Type 1 diabetes is characterized by the way the immune system destroys the body's insulin-producing cell clusters in the pancreas, called islets. For several years researchers have worked to find an effective way to transplant new, functioning insulin-producing islet cells into the body, but immune system rejection has been a major hurdle resulting in patients needed extreme immunosuppressive drugs.
A way to overcome the body rejecting the transplant is encapsulating the islet cells in a coating that protects them from the body's immune response. Of course the new problem raised by this method is that as these encapsulated cells are all disconnected from each other and nearly impossible to effectively remove from the body. A major issue when the cells either have a finite functional lifespan or have potentially cancerous side-effects.
"When they fail or die, they need to come out," says lead on the research Minglin Ma. "You don't want to put something in the body that you can't take out. With our method, that's not a problem."
This new method starts with a nanoporous polymer thread that is then covered with an alginate hydrogel which holds the insulin-producing islet cells. The hydrogel coating protects the islet cells from any immune system attack and the polymer thread allows the entire device to be easily implanted or removed through a simple laparoscopic surgical procedure.
Dubbed TRAFFIC (Thread-Reinforced Alginate Fiber For Islets enCapsulation), the team successfully demonstrated the thread in mouse models showing a one-inch length effectively reducing the animals' blood glucose levels to normal within two days of implantation.

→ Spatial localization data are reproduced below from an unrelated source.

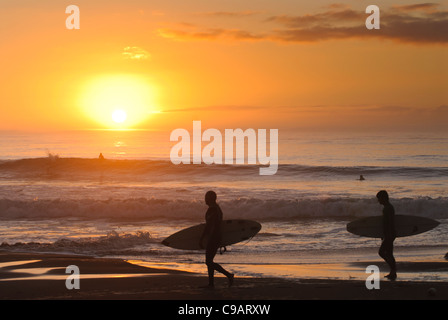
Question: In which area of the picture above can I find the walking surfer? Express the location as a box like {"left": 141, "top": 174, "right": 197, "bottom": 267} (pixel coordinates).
{"left": 199, "top": 190, "right": 234, "bottom": 288}
{"left": 377, "top": 190, "right": 397, "bottom": 280}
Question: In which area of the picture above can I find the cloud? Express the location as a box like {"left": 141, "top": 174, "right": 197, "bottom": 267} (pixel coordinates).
{"left": 392, "top": 3, "right": 440, "bottom": 13}
{"left": 161, "top": 104, "right": 414, "bottom": 114}
{"left": 377, "top": 13, "right": 448, "bottom": 44}
{"left": 157, "top": 4, "right": 448, "bottom": 45}
{"left": 267, "top": 5, "right": 448, "bottom": 44}
{"left": 160, "top": 105, "right": 267, "bottom": 113}
{"left": 266, "top": 9, "right": 363, "bottom": 27}
{"left": 436, "top": 104, "right": 448, "bottom": 113}
{"left": 122, "top": 46, "right": 151, "bottom": 60}
{"left": 322, "top": 3, "right": 351, "bottom": 10}
{"left": 195, "top": 11, "right": 261, "bottom": 17}
{"left": 158, "top": 28, "right": 265, "bottom": 42}
{"left": 158, "top": 104, "right": 448, "bottom": 131}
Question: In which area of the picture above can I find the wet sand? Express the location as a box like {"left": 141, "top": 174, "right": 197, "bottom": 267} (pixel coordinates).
{"left": 1, "top": 251, "right": 447, "bottom": 300}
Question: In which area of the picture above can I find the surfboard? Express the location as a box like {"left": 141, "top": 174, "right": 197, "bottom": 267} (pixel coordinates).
{"left": 346, "top": 215, "right": 440, "bottom": 238}
{"left": 162, "top": 219, "right": 262, "bottom": 250}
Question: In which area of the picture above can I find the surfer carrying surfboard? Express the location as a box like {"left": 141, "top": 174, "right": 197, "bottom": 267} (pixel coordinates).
{"left": 199, "top": 191, "right": 234, "bottom": 288}
{"left": 376, "top": 190, "right": 397, "bottom": 280}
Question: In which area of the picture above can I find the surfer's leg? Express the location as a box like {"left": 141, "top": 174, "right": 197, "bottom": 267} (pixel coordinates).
{"left": 206, "top": 244, "right": 234, "bottom": 287}
{"left": 205, "top": 245, "right": 218, "bottom": 287}
{"left": 380, "top": 239, "right": 397, "bottom": 280}
{"left": 213, "top": 262, "right": 231, "bottom": 277}
{"left": 378, "top": 240, "right": 387, "bottom": 260}
{"left": 210, "top": 262, "right": 234, "bottom": 287}
{"left": 386, "top": 240, "right": 397, "bottom": 279}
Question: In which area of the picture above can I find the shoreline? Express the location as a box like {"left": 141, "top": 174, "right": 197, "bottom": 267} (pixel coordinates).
{"left": 1, "top": 251, "right": 447, "bottom": 300}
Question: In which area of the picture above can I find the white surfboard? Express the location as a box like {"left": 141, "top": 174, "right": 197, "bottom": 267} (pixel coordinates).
{"left": 162, "top": 219, "right": 262, "bottom": 250}
{"left": 346, "top": 215, "right": 439, "bottom": 238}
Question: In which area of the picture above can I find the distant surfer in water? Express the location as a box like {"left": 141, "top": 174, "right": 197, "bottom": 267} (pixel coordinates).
{"left": 199, "top": 190, "right": 234, "bottom": 288}
{"left": 376, "top": 190, "right": 397, "bottom": 280}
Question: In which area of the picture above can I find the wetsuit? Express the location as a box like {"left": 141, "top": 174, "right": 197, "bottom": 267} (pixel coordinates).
{"left": 379, "top": 202, "right": 396, "bottom": 275}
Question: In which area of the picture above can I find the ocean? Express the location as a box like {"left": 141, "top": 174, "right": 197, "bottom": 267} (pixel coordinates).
{"left": 0, "top": 129, "right": 447, "bottom": 281}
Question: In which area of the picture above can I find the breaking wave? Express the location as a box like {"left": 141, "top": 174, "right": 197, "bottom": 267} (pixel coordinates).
{"left": 1, "top": 157, "right": 447, "bottom": 181}
{"left": 0, "top": 196, "right": 447, "bottom": 221}
{"left": 0, "top": 230, "right": 155, "bottom": 256}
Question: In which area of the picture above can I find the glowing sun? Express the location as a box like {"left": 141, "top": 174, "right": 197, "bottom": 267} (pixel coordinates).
{"left": 80, "top": 74, "right": 156, "bottom": 128}
{"left": 112, "top": 109, "right": 127, "bottom": 123}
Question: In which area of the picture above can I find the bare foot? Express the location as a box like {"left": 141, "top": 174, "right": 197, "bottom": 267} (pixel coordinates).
{"left": 385, "top": 272, "right": 397, "bottom": 281}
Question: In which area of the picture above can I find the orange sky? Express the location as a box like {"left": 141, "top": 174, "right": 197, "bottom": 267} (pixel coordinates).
{"left": 0, "top": 0, "right": 447, "bottom": 132}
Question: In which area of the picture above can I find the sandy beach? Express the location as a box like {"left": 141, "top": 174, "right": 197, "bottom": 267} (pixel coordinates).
{"left": 1, "top": 251, "right": 447, "bottom": 301}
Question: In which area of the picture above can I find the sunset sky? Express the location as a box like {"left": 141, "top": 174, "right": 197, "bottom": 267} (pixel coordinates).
{"left": 1, "top": 0, "right": 447, "bottom": 132}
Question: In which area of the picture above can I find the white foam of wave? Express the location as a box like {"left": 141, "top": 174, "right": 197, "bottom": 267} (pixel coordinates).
{"left": 0, "top": 230, "right": 155, "bottom": 256}
{"left": 0, "top": 197, "right": 447, "bottom": 220}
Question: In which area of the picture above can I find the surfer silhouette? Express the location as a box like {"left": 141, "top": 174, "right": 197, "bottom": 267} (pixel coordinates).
{"left": 199, "top": 190, "right": 234, "bottom": 288}
{"left": 377, "top": 190, "right": 397, "bottom": 280}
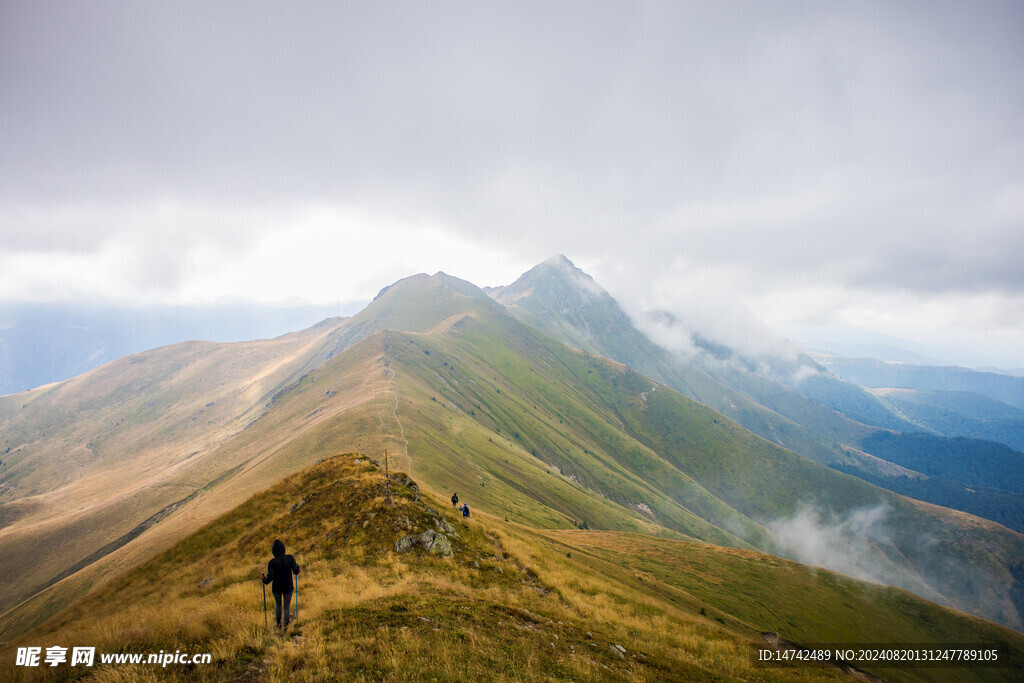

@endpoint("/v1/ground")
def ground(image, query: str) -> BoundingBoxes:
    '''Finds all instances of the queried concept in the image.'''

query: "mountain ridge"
[489,257,1024,532]
[7,454,1022,681]
[2,258,1023,646]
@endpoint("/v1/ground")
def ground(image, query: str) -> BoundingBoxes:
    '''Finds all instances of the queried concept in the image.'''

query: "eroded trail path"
[381,334,412,477]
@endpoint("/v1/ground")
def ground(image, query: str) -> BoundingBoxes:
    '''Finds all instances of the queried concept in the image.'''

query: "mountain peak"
[537,254,590,280]
[495,255,608,304]
[486,256,648,362]
[542,253,576,268]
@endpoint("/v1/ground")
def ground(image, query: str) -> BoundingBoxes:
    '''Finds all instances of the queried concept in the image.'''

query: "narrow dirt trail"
[385,365,411,477]
[380,334,412,478]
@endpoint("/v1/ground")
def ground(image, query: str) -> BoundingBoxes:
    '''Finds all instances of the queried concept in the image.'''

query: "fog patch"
[543,255,606,298]
[604,264,811,381]
[636,309,700,357]
[791,364,820,385]
[766,503,902,587]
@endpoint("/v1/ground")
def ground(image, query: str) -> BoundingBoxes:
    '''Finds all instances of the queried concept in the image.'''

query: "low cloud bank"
[765,503,906,587]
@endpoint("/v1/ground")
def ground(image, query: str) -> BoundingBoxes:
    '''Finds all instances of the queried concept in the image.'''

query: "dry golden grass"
[6,454,1017,681]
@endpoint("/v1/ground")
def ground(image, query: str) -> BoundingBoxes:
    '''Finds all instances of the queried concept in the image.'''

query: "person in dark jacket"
[262,539,300,629]
[451,492,459,508]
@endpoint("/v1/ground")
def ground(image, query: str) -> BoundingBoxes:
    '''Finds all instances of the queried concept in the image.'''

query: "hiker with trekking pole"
[261,539,300,631]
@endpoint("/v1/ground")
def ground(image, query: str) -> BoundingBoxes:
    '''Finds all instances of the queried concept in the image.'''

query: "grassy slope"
[0,327,399,639]
[490,262,1024,580]
[537,529,1024,683]
[490,262,910,483]
[0,327,342,615]
[365,294,1024,632]
[4,454,1021,682]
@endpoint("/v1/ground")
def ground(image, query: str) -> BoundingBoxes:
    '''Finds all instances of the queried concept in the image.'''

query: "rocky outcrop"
[394,528,454,558]
[435,518,457,537]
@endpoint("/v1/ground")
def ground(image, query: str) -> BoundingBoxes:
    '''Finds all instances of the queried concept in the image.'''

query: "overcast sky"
[2,1,1022,367]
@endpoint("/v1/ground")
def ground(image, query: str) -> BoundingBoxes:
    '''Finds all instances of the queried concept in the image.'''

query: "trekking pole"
[262,577,267,630]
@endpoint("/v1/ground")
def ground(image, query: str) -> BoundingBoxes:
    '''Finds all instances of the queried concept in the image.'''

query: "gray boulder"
[394,529,453,557]
[416,529,454,557]
[427,533,453,557]
[394,535,417,553]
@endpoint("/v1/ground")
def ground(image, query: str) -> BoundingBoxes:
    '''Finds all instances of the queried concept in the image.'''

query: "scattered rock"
[289,497,307,514]
[435,518,457,536]
[417,529,453,556]
[428,533,453,557]
[613,644,626,654]
[392,475,421,501]
[198,578,214,589]
[394,530,453,557]
[633,502,654,518]
[610,645,625,658]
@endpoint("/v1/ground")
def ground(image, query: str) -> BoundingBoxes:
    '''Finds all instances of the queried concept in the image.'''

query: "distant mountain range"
[1,256,1023,647]
[816,354,1024,411]
[0,301,358,396]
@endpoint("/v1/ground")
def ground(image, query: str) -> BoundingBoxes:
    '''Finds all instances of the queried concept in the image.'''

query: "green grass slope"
[371,305,1024,631]
[489,258,1024,552]
[4,454,1021,682]
[488,257,914,485]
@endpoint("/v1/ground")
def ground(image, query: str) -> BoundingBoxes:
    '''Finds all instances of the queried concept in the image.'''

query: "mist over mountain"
[490,257,1024,534]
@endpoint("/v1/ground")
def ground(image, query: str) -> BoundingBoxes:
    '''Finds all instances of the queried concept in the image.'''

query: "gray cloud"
[2,1,1022,351]
[764,503,943,604]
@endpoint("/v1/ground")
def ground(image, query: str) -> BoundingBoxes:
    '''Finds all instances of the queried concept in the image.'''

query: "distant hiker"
[461,504,470,518]
[451,492,459,508]
[262,539,300,629]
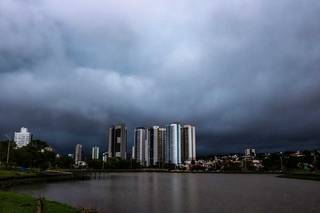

Ten-inch samples were also tested for retrievability in dogs with easy laparoscopic removal demonstrated one month after implantation.
"There have been other devices sort of like this, but this one seems to have so much promise," explains James Flanders, a veterinary surgeon working on the project. "It's minimally reactive, it protects the islet cells, it allows them to sense glucose, they don't attach to anything, and it can be easily removed. To me, it sounded like a win-win."
If further research shows this method to be effective in human experiments it could be applied to a variety of other hormone-deficient diseases and endocrine disorders. The novel, scalable, and easily retrievable method is potentially game-changing in how it offers a way to deliver new cell mass into a body while avoiding the problems of immune system rejection.
The study was published in the journal Proceedings of the National Academy of Sciences.